Seriously, how do I get a wife like that?
Oh, and then there was that $115,000 trip to Paris. Hubby wasn’t there for that one, but Anika still managed to spend $1000 on a dinner for three. They must have ordered the restaurant’s finest food stuffed with its second-finest food.
The Federal Opposition was on the attack all week but I don’t know if their hearts were in the stone throwing, for they know they work in one big glass house.
Hansard shows the conservatives have a particularly rich history in the field of ill-gotten flights.
Before she was Leader of the Opposition, Sussan Ley was in the brown stuff for charging taxpayers for a trip to the Gold Coast during which she coincidentally bought a $795,000 apartment.
Property hijinks on the Goldy thrust Nationals leader David Littleproud into the manure also. He repaid an expense claim after it emerged he left Parliament early in order to fly north and settle on an apartment.
Travel to Queensland was Anthony Albanese’s weakness. In 2018, he used a taxpayer-funded government car to travel to and from a Labor party fundraiser in Brisbane later repaying the cost “out of an abundance of caution”.
Liberal matriarch Bronwyn Bishop was eventually shown the door as speaker of the House after she used a helicopter for personal travel.
Former foreign affairs minister Julie Bishop charged us $2000 so she could attend a polo match.
Mathias Cormann just “happened” to wander into the AFL grand final while on government business in 2013.
Liberals Tony Abbott and George Brandis also came unstuck that year, both claiming flights to attend colleagues’ weddings.

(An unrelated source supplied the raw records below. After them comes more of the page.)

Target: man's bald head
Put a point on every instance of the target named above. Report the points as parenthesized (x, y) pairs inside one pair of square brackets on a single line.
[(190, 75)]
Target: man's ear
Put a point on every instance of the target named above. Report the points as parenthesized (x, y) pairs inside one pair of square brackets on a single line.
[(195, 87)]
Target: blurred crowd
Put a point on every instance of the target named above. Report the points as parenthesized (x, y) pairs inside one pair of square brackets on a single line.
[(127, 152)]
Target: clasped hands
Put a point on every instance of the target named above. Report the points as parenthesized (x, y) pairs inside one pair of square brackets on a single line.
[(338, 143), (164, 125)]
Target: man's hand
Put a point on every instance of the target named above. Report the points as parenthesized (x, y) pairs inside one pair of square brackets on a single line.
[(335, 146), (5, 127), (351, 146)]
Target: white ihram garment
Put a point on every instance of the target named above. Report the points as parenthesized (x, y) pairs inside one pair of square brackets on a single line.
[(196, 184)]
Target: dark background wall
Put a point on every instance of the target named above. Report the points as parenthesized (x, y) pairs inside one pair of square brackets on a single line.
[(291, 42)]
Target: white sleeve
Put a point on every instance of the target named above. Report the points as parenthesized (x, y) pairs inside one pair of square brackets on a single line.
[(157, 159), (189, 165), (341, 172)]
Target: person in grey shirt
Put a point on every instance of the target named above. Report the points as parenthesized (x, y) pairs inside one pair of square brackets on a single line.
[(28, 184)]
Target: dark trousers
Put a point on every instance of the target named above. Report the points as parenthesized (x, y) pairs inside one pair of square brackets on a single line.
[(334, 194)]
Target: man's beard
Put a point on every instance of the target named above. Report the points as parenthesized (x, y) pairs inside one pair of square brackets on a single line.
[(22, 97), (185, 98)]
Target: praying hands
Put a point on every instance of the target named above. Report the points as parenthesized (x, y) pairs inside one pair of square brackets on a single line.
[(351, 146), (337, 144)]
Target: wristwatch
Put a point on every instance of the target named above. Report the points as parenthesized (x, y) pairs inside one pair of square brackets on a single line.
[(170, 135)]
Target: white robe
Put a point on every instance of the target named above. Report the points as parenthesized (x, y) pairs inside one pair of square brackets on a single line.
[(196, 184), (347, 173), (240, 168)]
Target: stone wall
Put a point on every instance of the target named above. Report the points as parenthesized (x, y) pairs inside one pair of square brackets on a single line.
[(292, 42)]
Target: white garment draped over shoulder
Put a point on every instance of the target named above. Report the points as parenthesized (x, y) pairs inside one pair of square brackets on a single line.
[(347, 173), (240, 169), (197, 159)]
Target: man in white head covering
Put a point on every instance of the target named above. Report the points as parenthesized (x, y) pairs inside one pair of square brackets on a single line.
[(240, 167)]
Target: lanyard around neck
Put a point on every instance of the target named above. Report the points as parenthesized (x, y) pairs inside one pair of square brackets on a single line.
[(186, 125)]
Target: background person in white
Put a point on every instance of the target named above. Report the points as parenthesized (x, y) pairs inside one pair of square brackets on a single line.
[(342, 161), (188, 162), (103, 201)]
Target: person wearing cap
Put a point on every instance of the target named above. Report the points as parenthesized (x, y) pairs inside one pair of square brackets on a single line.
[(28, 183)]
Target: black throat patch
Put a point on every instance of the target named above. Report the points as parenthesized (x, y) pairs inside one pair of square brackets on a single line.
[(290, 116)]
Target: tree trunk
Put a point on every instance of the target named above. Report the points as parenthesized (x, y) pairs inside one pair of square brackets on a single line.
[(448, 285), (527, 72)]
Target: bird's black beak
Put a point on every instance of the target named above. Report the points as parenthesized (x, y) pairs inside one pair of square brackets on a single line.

Peter Dutton was always in the gun over his official travel diary, which had a curious ability to align itself with party fundraising events.
The misuse of public funds for personal errands is now explained away as “clerical oversights” or, at worst, “errors of judgment” but it wasn’t always treated so flippantly.
In 1998, Nationals MP Michael Cobb was given a two-year suspended jail sentence for rorting his travel expenses.
A year later, Liberal senator Bob Woods escaped with an 18-month suspended sentence for claims pertaining to an improper relationship with a staff member.
When political snouts are discovered in the public trough the accompanying headlines usually scream about entitlement. So they should, for the expense claims submitted by Wells and big-spending MPs such as Don Farrell and Fatima Payman were absurd.
They were also legal.
The travel system is so generous because it is designed to make up for the fact MPs are paid so poorly.
On face value a base salary of about $240,000 for a backbencher looks good but divide it by the number of hours worked and politicians are better off flipping burgers at McDonald’s.
And then there’s the issue of what they have to do during those long hours. It’s not all high drama in question time.
Every parent knows how excruciating it is sitting through a two-hour end-of-year school concert just to see your child on stage for three minutes. Imagine going to two dozen of those events when your kid isn’t even at the school!
That’s what politicians around Australia are doing at this time of year in a bid to ingratiate themselves with their electorate. You could double the base salary and I’d still say it’s not worth it.
No politicians will ever move a motion to boost their pay by more than CPI, so they use other entitlements as a subsidy. When a Wells-style scandal erupts they all put the mouth guards in and ride it out because if they lose the perks, the job just isn’t worth it.
If you want to end travel rorts, start paying politicians better.